Officials say that one of China's biggest dairy producers, Sanlu Group, started getting consumer complaints about adulterated milk in June, but put off telling authorities till Aug. 2 - just six days before China's international showcase, the Olympic Games. A new report from the official Xinhua news agency this week says Sanlu may have known of the problem even earlier, as far back as last December.
Fonterra Group, the New Zealand dairy company that has a 43-per-cent share in Sanlu, says it pressed Chinese authorities for weeks to announce a milk recall. Perhaps concerned about dimming China's Olympic glow, they instead quietly pulled suspicious milk powder off store shelves. Only on Sept. 11, when the Olympics were over, did Sanlu announce a nationwide recall. It took two more days until the government revealed the problem and the cabinet declared a food-safety crisis. By then, tens of thousands of Chinese children were sick.
In a democratic system, the government would have fallen or the responsible minister been fired. In China, with its perpetually ruling Communist Party, governments don't fall. But regimes do. This is the sort of scandal that could discredit Communist rule for good.

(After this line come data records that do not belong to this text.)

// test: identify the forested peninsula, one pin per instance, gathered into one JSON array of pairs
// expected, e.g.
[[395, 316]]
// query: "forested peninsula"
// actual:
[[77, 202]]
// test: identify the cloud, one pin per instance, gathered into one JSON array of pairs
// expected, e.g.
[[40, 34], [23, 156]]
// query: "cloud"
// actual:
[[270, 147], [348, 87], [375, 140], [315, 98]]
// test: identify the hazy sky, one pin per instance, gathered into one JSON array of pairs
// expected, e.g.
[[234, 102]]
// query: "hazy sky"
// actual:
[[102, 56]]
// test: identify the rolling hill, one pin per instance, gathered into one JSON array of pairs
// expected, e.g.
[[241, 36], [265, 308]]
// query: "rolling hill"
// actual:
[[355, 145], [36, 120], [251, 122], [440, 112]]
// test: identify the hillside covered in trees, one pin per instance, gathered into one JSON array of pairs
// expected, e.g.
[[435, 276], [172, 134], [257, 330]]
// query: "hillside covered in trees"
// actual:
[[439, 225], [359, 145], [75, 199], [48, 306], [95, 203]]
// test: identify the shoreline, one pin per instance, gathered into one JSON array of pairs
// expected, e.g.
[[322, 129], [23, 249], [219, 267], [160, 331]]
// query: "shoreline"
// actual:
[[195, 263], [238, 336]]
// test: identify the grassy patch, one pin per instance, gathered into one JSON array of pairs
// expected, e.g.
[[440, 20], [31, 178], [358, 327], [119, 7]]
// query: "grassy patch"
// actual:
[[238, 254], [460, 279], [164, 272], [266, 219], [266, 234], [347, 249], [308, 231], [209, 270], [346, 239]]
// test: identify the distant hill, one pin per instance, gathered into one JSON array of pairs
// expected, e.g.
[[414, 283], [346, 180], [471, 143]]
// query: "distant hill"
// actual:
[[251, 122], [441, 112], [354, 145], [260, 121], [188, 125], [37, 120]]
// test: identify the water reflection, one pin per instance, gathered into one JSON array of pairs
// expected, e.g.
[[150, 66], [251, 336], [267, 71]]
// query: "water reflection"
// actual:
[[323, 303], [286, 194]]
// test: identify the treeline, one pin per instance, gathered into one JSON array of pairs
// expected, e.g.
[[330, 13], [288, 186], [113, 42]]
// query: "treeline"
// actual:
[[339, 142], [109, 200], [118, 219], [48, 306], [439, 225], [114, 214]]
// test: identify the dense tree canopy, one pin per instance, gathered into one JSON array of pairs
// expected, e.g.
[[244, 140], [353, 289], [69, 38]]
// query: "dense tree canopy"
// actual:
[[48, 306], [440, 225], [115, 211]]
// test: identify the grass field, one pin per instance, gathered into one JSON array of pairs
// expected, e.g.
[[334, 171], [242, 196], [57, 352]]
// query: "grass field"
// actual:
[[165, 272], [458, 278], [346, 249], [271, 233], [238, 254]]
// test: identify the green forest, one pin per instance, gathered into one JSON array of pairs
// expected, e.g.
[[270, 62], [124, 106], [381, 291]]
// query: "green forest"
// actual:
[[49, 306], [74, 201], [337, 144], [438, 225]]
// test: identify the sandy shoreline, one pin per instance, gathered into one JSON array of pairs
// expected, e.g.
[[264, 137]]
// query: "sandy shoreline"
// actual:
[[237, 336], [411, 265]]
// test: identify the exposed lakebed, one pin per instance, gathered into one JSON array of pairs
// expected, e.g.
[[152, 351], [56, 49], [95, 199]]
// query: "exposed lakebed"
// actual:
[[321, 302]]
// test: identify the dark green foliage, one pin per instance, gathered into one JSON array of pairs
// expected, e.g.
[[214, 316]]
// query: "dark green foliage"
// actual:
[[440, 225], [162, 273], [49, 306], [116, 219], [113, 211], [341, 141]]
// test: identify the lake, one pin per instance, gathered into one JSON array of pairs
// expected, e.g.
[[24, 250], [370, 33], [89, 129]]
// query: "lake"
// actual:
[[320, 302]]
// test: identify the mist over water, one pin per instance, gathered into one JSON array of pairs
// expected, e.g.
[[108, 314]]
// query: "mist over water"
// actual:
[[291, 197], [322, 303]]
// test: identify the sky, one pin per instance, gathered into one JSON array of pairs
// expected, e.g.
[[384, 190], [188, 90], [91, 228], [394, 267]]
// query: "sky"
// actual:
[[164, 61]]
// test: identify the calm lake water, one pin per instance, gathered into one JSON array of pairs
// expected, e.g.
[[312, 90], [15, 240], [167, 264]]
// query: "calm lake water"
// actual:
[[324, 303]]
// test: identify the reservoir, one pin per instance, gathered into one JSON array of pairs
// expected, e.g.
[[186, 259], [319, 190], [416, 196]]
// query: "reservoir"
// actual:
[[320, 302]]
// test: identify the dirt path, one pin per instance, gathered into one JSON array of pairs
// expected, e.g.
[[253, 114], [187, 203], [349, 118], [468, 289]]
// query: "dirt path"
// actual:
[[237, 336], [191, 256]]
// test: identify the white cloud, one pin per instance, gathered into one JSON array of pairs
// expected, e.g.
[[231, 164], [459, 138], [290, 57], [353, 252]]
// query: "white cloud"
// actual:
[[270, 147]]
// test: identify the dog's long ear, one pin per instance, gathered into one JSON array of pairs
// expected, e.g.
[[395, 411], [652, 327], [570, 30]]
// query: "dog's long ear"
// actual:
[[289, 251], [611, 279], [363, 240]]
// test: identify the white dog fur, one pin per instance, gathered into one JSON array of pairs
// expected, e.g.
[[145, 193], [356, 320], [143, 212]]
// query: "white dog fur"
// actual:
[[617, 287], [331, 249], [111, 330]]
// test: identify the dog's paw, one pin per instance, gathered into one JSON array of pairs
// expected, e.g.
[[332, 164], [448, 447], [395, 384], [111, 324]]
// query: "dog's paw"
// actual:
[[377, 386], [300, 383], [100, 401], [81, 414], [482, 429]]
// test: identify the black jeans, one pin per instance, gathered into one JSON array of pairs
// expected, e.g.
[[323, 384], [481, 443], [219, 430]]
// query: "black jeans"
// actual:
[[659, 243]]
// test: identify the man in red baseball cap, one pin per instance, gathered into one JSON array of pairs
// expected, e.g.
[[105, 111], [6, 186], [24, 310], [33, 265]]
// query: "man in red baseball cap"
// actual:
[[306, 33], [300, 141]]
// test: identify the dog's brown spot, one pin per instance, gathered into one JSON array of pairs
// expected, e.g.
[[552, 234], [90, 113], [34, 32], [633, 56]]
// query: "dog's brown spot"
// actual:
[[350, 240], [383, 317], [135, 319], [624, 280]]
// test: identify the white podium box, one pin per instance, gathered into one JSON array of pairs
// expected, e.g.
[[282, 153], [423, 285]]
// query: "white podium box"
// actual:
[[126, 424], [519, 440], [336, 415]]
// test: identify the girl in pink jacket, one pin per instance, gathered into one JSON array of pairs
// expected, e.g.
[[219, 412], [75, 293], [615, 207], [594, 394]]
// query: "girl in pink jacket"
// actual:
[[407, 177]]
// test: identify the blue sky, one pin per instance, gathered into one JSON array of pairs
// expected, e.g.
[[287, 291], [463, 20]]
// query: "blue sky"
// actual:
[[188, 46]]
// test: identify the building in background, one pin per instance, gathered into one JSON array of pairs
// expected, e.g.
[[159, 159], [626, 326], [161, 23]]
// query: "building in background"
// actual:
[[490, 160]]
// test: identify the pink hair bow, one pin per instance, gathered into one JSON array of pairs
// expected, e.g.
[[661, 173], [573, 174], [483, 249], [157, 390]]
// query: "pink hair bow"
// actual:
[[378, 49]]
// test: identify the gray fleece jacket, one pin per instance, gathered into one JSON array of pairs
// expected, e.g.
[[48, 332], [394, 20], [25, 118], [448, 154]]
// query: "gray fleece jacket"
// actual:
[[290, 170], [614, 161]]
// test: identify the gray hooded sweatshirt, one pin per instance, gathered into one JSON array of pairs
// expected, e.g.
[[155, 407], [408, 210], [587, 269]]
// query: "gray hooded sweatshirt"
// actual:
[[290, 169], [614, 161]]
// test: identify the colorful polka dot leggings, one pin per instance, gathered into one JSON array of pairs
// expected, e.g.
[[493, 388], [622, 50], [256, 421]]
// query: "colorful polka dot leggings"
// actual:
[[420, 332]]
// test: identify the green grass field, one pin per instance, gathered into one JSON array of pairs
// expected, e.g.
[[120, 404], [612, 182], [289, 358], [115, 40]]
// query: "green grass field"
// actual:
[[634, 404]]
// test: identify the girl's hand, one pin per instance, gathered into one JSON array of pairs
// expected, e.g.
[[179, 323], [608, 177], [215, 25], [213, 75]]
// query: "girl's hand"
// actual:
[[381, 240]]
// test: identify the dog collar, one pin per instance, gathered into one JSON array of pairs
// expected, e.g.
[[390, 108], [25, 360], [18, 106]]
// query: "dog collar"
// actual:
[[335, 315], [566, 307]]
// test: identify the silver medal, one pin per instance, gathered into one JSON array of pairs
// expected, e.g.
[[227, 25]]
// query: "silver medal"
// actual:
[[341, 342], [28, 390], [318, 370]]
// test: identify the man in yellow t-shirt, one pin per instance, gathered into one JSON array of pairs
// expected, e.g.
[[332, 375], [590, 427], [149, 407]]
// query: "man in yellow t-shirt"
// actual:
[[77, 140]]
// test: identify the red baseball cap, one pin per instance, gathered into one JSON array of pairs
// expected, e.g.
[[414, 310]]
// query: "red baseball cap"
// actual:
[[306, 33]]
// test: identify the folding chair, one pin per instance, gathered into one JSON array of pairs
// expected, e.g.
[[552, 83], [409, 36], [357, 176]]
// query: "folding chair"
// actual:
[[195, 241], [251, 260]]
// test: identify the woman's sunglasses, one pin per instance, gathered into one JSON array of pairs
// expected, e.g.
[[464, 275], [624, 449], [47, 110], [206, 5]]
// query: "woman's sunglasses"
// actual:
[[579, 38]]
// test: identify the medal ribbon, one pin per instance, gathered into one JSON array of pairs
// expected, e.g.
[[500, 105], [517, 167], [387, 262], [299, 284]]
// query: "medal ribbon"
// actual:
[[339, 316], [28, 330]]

China's leaders justify their monopoly on power by claiming to deliver fast economic growth and orderly, capable governance. Scandals like this put the lie to that claim. Although it looks powerful, the government in Beijing has less and less control over what actually happens in China. Lacking the legitimacy and accountability that would come with a democratic mandate, it has seen its power slip away as others, like provincial party bosses and local tycoons, fill the vacuum. The result is a system where corruption flourishes, regulations are not enforced and no one is held to account. As they grow more prosperous and better educated, Chinese are bound to lose faith in a regime that cannot do something as simple as make sure milk is safe for babies.
The regime is only too aware of the threat to its future. In this scandal, as in others, it has launched a damage-control operation that mixes panic with paranoia. Nineteen people have been arrested and several officials have resigned or been fired, including the head of the government food and product watchdog. At the same time, Beijing is warning the media to limit its coverage of the scandal and lawyers to be careful about representing victims.
The government has used similar tactics - cut off a few heads, sat on the media, intimidated the victims - in each of the serial scandals that have hit China in the past few years: the delayed response to the SARS outbreak; the poisoned pet food and tainted toys exported around the world; the shoddy school construction, exposed after the Sichuan earthquake, that buried thousands of schoolchildren this year.
With each exhibition of the government's negligence and incompetence, it becomes harder for Beijing to keep a lid on the anger of a people grown sick of corruption, injustice and environmental destruction. Unless Beijing has the wisdom to start a democratic evolution, it is only a matter of time before the lid flies off.